海洋研究開発機構(以下「JAMSTEC」という)とオーストラリア地球科学研究所(Geoscience Australia、以下「GA」という)は、国際深海科学掘削計画(International Ocean Discovery Program: IODP)に承認された掘削提案に基づき、ロードハウライズ中央部(図1)の地球科学的な理解を深めるための共同研究を実施しています。
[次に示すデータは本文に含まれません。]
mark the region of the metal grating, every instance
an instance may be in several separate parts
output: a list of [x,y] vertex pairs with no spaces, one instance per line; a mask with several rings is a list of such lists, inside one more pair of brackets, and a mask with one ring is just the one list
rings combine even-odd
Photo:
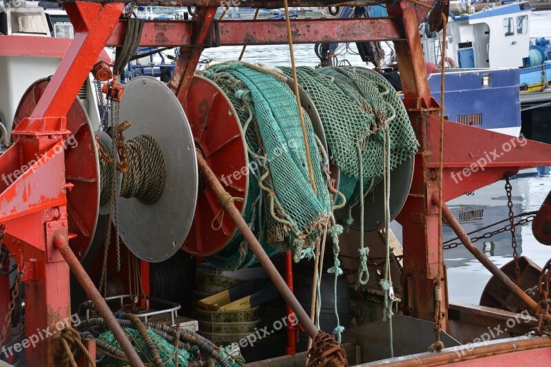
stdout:
[[482,114],[457,115],[457,122],[469,126],[480,126],[482,125]]

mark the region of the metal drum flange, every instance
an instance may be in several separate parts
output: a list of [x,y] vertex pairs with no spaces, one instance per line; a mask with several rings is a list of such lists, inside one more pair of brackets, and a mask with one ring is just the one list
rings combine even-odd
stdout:
[[[391,220],[394,220],[406,204],[411,182],[413,180],[413,157],[410,157],[398,165],[391,171],[390,209]],[[373,231],[384,227],[384,183],[381,182],[366,196],[364,199],[364,231]],[[344,207],[335,212],[340,220],[348,218],[348,208]],[[360,205],[352,208],[353,222],[350,227],[356,231],[361,229],[360,220],[361,212]]]
[[[234,200],[242,214],[249,192],[249,156],[243,129],[231,102],[214,83],[194,75],[184,109],[196,146],[227,192],[242,199]],[[194,224],[182,248],[206,256],[225,247],[237,227],[229,216],[220,214],[216,195],[200,180]],[[220,229],[214,229],[218,227]]]
[[161,262],[178,251],[195,212],[198,169],[191,130],[174,94],[149,76],[126,84],[119,120],[132,124],[124,132],[126,141],[142,134],[153,137],[162,152],[166,175],[163,193],[154,203],[119,198],[119,233],[138,258]]
[[[287,85],[294,94],[295,82],[293,78],[290,76],[287,76]],[[310,118],[310,120],[312,121],[312,127],[313,128],[314,133],[322,143],[322,145],[323,145],[327,156],[329,156],[329,147],[327,145],[327,138],[325,136],[325,130],[322,123],[322,118],[320,117],[320,113],[318,112],[318,109],[315,107],[313,101],[312,101],[312,98],[310,98],[308,93],[306,93],[304,88],[300,85],[298,86],[298,96],[300,98],[300,105],[304,109],[306,113],[308,114],[308,117]],[[340,170],[331,160],[329,160],[329,171],[331,172],[331,178],[334,181],[335,188],[337,189],[339,187],[339,180],[340,179]]]
[[[48,78],[34,82],[23,95],[14,118],[14,125],[29,117],[49,83]],[[73,187],[67,190],[69,244],[79,259],[86,256],[96,230],[99,208],[100,182],[97,147],[92,125],[78,98],[67,114],[67,129],[71,135],[65,140],[65,180]]]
英語版はこちら(Geoscience Australia 特設サイト)

 

図1:ロードハウライズプロジェクトの研究エリア:2016年にデータ取得された地震探査調査測線の位置、ライザー掘削による深部層序掘削とライザーレス掘削による浅部基盤掘削の候補地点を示しています。

全体概要

ロードハウライズ(Lord Howe Rise、以下「LHR」という)は、後期白亜紀(7,400〜5,200万年前)にオーストラリアから分離して水没した大陸地殻(ジーランディア)の一部で、コンチネンタルリボンと呼ばれる細長い大陸片です。LHRの地球科学的な理解は、海域調査と衛星観測による広域的な地球物理学的データ、海底ドレッジ試料、そして1970年代に実施された数地点での浅部掘削(海底下600mまで)に基づいています。
これらの既存データにより、LHRの地殻や堆積盆地の基本構造は大まかに理解することができます。しかし、LHRの地質と南西太平洋の広域的な地質発達について、さらに詳細な情報を得るためには、この地域の地質・テクトニクス・気候に関する1億年以上の歴史を記録した岩石を掘削する必要があります。JAMSTECとGAは、この目標を達成するため、LHRにおいて白亜紀とそれ以前(6500万年より前)の堆積物と基盤岩のコア試料を採取する深部掘削の実施に向け、国際的取り組みを先導しています。
2015年10月、JAMSTECの地球深部探査船「ちきゅう」によりLHRのリフト堆積層を海底下3500mまで掘削する提案書が国際深海科学掘削計画(International Ocean Discovery Program、以下「IODP」という)に提出されました。このIODP掘削提案書は、IODP科学評価委員会において“優良(excellent)”と評価され、国際審査を通過し、2017年3月にChikyu IODP Board (CIB)によって「ちきゅう」による掘削プロジェクトとして認定されました。
このIODP深部掘削計画を進めるにあたり、掘削提案地点周辺の地質構造の把握や、深部掘削を確実に行うための海底地盤の力学情報の把握のため、周到な事前調査がなされています。